Andrew van Baal

STUDENT – Student Sustainability Coalition (SSC) + Student Carbon Neutrality Network (SCANN)

“I’m a lifelong Michigander. I grew up along Lake Michigan, and that, I think, definitely formed my interest in environmentalism.  I didn’t realize it was a super huge passion until I got here and got plugged into the work that was happening here. Coming in as a political science student, you start to kind of hear bad things are happening. And then you study and read things and you’re like, ‘Oh, this is actually really bad and no one’s hearing about it.’ I think a huge catalyst for that was the Trump presidency and policies that were just steamrolled. A bunch of environmental regulations pulled back, a lot of which were behind the curtains and people didn’t get to see like, yeah, we’re scaling renewables, but we’re scaling fossil fuel permits at an incomparable level. And I think just–actually digging in and seeing that happening from the policy perspective was a turning point for me. And I was realizing [that I went from] wanting to go into electoral politics, to recognizing there’s a huge gap in the policy understanding of what’s going on with the environment and how we can do the things we need to do for climate change, because the data is there, and it’s really great that it’s there, and people are doing that research, but it’s not being activated.
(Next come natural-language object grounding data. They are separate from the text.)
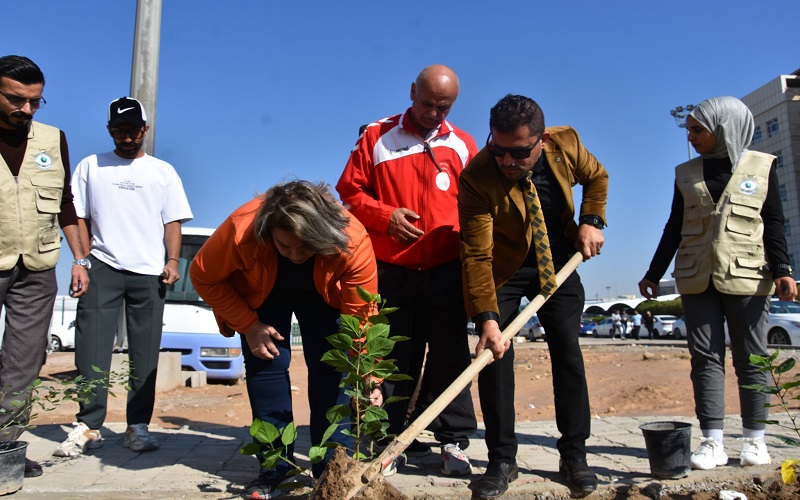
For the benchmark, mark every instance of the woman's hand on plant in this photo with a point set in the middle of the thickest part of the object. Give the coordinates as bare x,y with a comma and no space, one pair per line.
260,339
376,396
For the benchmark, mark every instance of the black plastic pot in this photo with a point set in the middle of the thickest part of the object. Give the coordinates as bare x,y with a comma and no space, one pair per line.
668,448
12,466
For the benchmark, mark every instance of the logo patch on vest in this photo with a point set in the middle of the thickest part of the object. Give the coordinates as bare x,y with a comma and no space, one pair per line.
43,161
748,186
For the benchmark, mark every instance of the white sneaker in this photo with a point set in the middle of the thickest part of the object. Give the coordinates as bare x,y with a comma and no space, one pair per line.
79,439
138,438
454,461
754,452
709,454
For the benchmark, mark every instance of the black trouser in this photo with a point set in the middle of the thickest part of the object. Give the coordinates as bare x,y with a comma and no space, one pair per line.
431,310
268,384
28,297
560,316
96,326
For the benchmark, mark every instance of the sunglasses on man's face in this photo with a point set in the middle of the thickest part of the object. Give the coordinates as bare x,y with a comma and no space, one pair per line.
518,153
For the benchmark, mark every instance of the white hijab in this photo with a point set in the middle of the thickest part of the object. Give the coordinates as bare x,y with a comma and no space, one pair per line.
730,121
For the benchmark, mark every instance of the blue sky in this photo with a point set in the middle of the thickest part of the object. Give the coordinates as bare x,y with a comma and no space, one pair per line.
256,92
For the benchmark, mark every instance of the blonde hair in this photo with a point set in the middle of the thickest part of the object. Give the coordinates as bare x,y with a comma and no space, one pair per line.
309,211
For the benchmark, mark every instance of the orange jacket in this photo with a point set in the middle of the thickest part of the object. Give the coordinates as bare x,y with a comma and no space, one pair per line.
234,273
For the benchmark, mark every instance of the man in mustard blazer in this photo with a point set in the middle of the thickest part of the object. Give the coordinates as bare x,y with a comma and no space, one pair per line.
500,267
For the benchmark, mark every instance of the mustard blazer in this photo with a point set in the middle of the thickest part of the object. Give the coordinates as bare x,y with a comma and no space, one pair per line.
495,228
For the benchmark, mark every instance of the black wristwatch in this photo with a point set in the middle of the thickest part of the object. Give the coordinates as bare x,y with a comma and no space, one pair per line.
785,267
592,220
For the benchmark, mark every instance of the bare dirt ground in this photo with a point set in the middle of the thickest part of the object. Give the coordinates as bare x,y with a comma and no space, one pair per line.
625,379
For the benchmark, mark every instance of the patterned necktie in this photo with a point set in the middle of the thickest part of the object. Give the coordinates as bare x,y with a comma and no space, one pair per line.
544,259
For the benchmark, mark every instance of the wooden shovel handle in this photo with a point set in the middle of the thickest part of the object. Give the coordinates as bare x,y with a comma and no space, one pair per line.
401,442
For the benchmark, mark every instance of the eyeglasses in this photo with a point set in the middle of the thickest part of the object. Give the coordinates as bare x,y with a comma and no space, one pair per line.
18,102
120,134
518,153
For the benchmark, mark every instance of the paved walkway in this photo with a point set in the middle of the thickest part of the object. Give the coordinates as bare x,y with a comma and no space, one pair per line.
204,463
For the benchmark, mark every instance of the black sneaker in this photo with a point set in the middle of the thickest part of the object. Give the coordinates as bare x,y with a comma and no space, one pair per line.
418,449
264,487
32,469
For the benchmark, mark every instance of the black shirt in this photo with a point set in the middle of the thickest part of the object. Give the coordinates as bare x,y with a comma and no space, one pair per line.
553,204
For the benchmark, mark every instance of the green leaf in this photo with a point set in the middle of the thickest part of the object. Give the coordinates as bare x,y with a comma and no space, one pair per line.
350,325
316,454
250,449
329,432
379,319
785,366
375,413
289,434
789,385
383,369
271,459
338,412
367,297
336,359
394,399
340,341
380,347
264,432
376,331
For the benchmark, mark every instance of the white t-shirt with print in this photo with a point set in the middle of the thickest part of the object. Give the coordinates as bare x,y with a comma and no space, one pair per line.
127,203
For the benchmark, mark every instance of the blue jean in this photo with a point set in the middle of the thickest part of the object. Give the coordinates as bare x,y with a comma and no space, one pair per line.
268,384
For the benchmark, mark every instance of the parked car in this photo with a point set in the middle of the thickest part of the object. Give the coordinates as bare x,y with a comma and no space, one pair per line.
587,326
603,328
678,329
62,337
783,323
662,325
532,330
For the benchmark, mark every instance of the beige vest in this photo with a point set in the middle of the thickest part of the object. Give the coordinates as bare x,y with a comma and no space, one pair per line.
31,202
724,242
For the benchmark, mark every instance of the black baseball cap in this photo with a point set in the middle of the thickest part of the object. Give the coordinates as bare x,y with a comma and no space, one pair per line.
126,110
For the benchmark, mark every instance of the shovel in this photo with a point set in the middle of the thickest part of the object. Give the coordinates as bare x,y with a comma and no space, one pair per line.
366,473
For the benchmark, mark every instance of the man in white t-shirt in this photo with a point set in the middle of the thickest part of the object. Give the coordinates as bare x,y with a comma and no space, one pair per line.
130,209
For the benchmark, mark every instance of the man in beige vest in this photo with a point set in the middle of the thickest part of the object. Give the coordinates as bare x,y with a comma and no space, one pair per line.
35,199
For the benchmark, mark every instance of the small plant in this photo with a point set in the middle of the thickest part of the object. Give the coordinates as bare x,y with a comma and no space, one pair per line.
781,390
46,397
358,352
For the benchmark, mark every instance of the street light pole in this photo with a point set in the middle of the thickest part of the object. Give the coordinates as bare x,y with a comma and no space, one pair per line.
680,113
144,69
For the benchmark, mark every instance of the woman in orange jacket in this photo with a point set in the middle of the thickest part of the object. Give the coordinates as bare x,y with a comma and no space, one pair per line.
292,250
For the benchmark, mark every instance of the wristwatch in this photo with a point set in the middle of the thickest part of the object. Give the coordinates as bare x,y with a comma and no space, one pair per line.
592,220
785,267
82,262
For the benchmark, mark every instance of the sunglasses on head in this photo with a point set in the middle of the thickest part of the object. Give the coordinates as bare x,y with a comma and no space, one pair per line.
519,153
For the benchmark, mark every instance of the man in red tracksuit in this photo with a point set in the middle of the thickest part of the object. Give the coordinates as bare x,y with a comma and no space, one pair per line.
401,182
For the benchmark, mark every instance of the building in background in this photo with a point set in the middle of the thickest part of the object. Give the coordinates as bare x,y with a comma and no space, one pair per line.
776,110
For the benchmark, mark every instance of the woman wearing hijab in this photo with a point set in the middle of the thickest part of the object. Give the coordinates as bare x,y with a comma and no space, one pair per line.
726,226
290,250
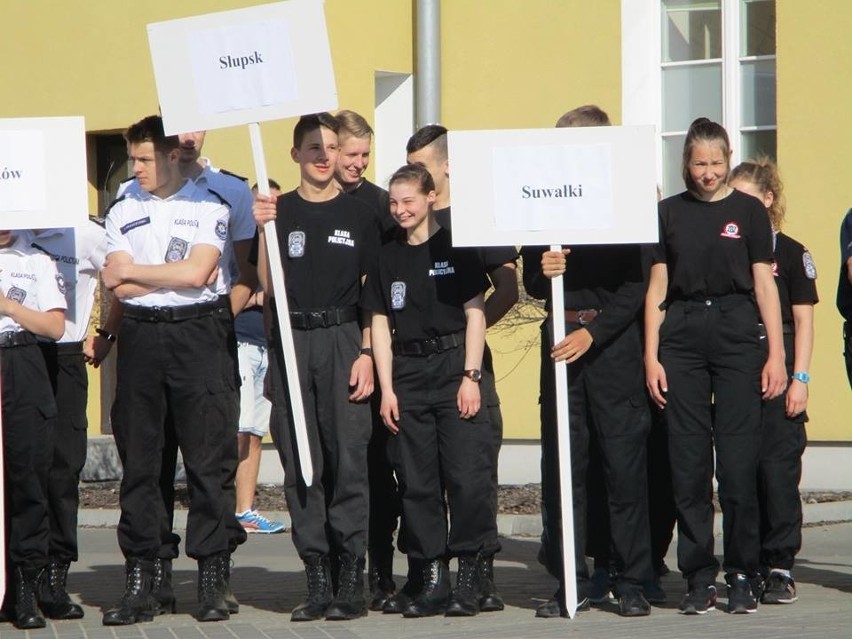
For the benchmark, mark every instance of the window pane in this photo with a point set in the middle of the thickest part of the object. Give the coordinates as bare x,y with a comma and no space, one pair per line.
758,93
672,157
690,92
757,143
758,27
692,30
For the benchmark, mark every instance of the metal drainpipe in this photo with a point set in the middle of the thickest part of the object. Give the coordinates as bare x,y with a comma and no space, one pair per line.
428,63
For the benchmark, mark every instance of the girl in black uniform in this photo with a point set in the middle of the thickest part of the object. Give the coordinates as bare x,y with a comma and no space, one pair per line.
428,339
32,303
783,436
706,362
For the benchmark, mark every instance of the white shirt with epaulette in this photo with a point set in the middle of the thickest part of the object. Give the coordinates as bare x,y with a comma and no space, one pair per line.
79,255
30,278
158,231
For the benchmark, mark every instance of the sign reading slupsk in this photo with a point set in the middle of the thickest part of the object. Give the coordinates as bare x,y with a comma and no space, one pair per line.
593,185
43,173
261,63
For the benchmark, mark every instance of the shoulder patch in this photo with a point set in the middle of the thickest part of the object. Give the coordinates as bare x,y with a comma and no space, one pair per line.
113,203
239,177
220,198
809,265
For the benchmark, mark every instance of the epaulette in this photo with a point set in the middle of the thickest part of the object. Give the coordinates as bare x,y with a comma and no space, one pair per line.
219,196
239,177
113,203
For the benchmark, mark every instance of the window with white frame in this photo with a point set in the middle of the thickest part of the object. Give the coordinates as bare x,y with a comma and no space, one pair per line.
683,59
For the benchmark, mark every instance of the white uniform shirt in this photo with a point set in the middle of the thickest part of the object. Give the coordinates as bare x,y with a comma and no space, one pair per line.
235,192
30,278
158,231
79,254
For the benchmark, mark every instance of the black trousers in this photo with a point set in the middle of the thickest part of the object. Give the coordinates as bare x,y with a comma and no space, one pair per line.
29,414
783,441
437,452
170,541
712,350
183,370
67,372
329,516
607,401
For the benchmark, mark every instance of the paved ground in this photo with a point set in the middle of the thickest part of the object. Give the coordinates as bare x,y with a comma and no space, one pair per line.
268,580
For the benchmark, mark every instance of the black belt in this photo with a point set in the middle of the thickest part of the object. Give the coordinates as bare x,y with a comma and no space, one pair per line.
10,339
430,346
323,317
175,313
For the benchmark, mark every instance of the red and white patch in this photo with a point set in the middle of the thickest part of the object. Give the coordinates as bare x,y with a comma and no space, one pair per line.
731,230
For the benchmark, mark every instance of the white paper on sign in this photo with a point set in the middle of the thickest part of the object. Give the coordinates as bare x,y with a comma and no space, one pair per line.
22,172
243,66
553,187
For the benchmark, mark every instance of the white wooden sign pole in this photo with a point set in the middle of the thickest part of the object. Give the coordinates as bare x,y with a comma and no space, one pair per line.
566,486
282,308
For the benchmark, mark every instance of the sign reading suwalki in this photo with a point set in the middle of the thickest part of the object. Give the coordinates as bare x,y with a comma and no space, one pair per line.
594,185
43,173
242,66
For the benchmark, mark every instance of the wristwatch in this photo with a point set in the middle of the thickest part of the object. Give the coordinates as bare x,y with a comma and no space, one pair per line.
473,374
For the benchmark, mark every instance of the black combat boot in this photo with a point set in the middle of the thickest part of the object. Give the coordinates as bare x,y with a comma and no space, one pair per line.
349,603
137,603
320,594
230,597
489,599
27,615
211,589
381,582
465,599
53,594
162,588
435,593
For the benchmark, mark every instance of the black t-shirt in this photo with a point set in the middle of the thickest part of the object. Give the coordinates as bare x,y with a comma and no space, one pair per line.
492,257
710,247
423,289
379,202
795,275
325,249
610,278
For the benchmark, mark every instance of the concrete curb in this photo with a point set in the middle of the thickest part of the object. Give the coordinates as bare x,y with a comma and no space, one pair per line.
507,525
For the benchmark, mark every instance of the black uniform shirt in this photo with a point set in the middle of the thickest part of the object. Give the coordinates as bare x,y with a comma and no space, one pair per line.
492,257
795,275
325,249
609,278
710,247
379,202
423,288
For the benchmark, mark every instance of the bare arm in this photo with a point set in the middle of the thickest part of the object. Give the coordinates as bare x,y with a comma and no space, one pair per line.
504,279
773,379
655,374
797,393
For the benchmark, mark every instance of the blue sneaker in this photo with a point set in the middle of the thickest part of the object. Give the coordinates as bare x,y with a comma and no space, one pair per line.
253,522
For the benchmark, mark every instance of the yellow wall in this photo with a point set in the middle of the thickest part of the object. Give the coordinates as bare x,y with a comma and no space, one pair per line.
814,145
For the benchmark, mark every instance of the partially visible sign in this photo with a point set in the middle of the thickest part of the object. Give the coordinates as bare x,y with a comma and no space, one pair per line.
261,63
594,185
43,181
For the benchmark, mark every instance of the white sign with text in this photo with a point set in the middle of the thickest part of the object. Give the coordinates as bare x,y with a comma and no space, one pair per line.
593,185
268,62
43,180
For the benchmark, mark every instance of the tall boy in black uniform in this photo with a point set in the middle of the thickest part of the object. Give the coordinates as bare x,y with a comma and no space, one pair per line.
164,245
604,291
429,336
326,240
428,147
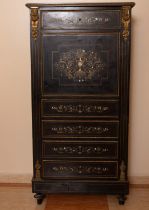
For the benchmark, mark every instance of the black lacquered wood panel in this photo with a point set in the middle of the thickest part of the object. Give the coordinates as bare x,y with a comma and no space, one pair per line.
107,19
80,169
92,108
72,128
105,150
80,64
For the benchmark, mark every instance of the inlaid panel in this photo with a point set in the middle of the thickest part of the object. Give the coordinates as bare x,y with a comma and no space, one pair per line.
79,169
72,128
92,108
107,19
69,149
80,64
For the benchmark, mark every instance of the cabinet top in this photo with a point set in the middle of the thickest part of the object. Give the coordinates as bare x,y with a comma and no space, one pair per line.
112,4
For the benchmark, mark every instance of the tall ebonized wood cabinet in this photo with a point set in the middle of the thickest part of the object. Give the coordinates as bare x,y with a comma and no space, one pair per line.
80,61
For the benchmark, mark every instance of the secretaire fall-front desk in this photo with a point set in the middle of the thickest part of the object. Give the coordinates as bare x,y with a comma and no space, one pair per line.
80,61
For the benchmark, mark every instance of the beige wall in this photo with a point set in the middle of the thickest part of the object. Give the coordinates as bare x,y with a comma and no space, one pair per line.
15,108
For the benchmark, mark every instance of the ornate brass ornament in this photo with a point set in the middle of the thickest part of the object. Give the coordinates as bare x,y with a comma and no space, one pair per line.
80,65
80,108
80,129
34,22
79,150
122,171
85,170
125,21
37,168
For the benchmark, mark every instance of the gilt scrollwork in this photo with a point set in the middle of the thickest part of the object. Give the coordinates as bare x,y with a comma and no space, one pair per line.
125,21
86,20
85,170
34,22
80,129
79,150
79,109
80,65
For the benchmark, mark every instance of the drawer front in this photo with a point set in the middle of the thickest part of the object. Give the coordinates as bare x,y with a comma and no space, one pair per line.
80,108
106,150
70,128
107,19
80,169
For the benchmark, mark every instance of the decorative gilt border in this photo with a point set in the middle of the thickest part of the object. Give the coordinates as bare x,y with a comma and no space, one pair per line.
34,22
125,21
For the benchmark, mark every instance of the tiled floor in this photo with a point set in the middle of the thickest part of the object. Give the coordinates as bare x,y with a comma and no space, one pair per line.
21,198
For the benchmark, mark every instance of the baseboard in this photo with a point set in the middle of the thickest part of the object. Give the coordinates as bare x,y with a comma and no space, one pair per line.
25,179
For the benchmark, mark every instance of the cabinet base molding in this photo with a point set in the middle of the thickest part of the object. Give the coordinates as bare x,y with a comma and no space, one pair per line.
25,179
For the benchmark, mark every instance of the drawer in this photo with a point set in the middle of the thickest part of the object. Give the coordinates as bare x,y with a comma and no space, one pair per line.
105,19
80,128
79,169
92,108
106,150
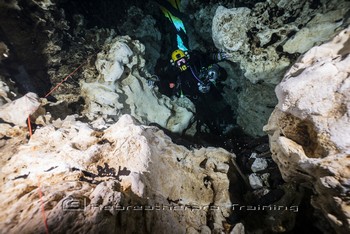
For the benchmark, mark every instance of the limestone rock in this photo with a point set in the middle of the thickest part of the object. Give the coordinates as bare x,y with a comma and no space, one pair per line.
18,111
127,178
265,40
309,129
121,88
255,181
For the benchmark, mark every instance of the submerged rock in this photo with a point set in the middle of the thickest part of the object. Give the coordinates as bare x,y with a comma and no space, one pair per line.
309,129
265,40
121,88
128,178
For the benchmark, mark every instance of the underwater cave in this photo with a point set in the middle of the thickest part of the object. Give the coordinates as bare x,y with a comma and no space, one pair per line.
195,84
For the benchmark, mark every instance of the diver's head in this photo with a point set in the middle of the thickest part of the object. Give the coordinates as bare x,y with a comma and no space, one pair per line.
179,59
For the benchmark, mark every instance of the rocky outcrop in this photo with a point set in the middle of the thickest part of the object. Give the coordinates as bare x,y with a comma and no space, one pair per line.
127,178
309,129
121,88
265,40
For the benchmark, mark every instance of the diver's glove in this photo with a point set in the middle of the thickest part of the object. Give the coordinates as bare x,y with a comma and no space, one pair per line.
203,88
221,55
151,82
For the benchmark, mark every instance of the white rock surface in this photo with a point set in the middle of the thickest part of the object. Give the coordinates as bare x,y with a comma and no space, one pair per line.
121,89
18,111
309,129
255,181
259,164
109,182
265,40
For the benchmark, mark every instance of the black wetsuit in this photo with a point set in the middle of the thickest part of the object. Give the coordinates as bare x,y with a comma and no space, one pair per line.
210,106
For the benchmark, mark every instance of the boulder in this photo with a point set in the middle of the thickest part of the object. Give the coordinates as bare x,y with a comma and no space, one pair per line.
309,129
121,88
128,178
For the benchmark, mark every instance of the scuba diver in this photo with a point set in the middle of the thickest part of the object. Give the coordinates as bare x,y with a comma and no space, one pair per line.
193,74
196,74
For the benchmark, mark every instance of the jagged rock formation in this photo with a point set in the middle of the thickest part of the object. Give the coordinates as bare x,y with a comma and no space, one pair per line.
121,88
127,178
265,40
309,129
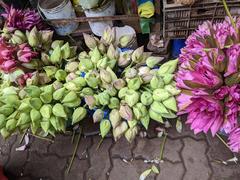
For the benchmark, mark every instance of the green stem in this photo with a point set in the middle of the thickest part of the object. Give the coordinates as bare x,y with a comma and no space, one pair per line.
75,150
162,146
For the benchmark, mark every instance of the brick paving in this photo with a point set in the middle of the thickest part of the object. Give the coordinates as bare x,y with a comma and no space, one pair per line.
186,157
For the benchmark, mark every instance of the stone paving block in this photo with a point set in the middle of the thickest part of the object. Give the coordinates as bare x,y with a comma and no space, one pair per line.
99,160
78,169
170,171
41,166
122,148
129,171
195,160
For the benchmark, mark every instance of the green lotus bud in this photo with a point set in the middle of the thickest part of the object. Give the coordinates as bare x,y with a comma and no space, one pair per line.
115,118
11,124
126,112
90,41
155,116
50,71
160,94
171,103
124,58
2,121
35,115
114,103
98,115
131,97
137,54
131,133
46,111
172,90
33,38
168,67
122,93
105,76
96,55
120,130
131,73
146,98
78,115
5,133
153,61
56,56
65,50
57,43
134,83
103,98
35,103
159,108
69,97
6,110
167,78
58,94
58,110
24,118
105,127
32,91
125,40
71,66
119,84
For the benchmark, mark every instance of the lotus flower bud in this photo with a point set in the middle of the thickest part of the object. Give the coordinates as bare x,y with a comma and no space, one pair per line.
167,78
105,127
131,97
114,103
122,92
60,75
124,40
171,104
78,115
98,115
105,76
120,130
124,58
126,112
69,97
103,98
33,38
146,98
137,54
90,101
156,82
90,41
168,67
58,110
35,115
57,43
160,94
115,118
46,111
153,61
56,56
130,134
134,83
143,70
119,84
102,48
65,50
71,66
96,55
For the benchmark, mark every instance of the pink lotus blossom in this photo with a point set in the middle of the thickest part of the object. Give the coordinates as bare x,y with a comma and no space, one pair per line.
234,140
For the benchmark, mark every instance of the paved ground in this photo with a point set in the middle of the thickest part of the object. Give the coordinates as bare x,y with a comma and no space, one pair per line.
186,157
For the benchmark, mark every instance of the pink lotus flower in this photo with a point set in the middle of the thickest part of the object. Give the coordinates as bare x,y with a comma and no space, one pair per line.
234,140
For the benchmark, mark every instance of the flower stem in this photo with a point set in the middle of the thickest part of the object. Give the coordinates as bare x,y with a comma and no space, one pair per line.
75,150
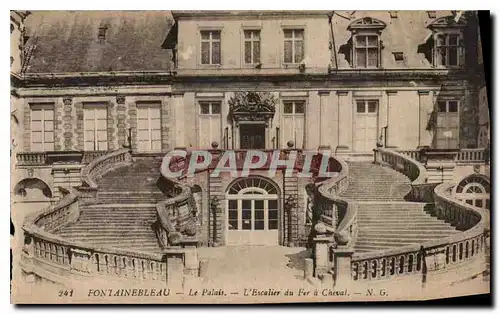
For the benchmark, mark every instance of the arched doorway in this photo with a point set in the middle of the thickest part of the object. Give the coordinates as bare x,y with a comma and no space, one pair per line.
474,190
252,212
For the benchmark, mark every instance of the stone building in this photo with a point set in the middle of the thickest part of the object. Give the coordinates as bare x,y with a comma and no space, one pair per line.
343,81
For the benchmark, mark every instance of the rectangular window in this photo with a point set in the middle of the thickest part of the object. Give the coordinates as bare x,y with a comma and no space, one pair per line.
149,127
448,49
366,51
294,45
252,46
209,121
95,135
447,126
210,47
42,128
293,122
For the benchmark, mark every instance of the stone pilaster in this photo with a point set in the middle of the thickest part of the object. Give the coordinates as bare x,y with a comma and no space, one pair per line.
111,117
27,127
324,120
166,130
58,125
392,126
425,110
67,126
78,128
132,116
121,118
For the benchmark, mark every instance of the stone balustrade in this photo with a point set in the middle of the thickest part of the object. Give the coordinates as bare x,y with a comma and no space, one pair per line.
431,256
412,153
99,166
31,158
58,259
471,155
451,252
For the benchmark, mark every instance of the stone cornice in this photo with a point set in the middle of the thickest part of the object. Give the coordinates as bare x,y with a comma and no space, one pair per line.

Joining the Student Sustainability Coalition (SSC) was a huge turning point for me in getting involved. I am now a Program in the Environment major in LSA, enjoying environmental policy and advocacy work, [and] I’m planning on entering an accelerated Master’s at SEAS to deepen my knowledge in the fall. They have an Environmental Policy and Planning track that I’m interested in and I still think that’s a meaningful avenue to explore, since policy can be a huge lever for change when done effectively.

I think that, from an on-campus standpoint, and also broadly, [climate change] affects everyone in different ways. There are obviously regions that are way more vulnerable. For example, the Global South is dealing very much with flooding and extreme heat and other consequences of climate change. But it’s going to affect everyone on a different level. And I think that, for me, is always corresponding to wealth inequality. Where there is more wealth, there will be less impacts. Typically. It’s not the case everywhere. Still, I think that I want everyone to know that it’s not a separate entity from whatever you’re working on, or whatever passion you have. [Environmental activism] fits so well, with every discipline like business, engineering, natural science, and more. There’s room for it to be incorporated into everything. And I also think that I want people to know that the guilt should not be on the individual level, because we are part of giant systems that are really, really hard to shift and change that we cannot directly control. Now, I think [that’s why] the biggest thing for me has been getting involved locally. I think it is the best place to start. And that’s why I wanted to be in groups like [SSC and SCANN] that are serving campus and serving this campus community. Because there’s a lot that needs to be done here. That needs to be done everywhere.

We can’t stop pumping fossil fuels and pumping oil and gas today, but we can get involved with our communities. We can make an impact and change a policy on the city level or make something a focus point of the university or something like that. I think that it’s going to affect everyone and we should find the right areas for us to get involved remembering the global context, but we should also be putting effort in at that local level because if we all do it at that level, then it’s going to be a lot more impactful. I’m hopeful that everyone on this campus has the opportunity to be involved in some kind of sustainability mechanism.”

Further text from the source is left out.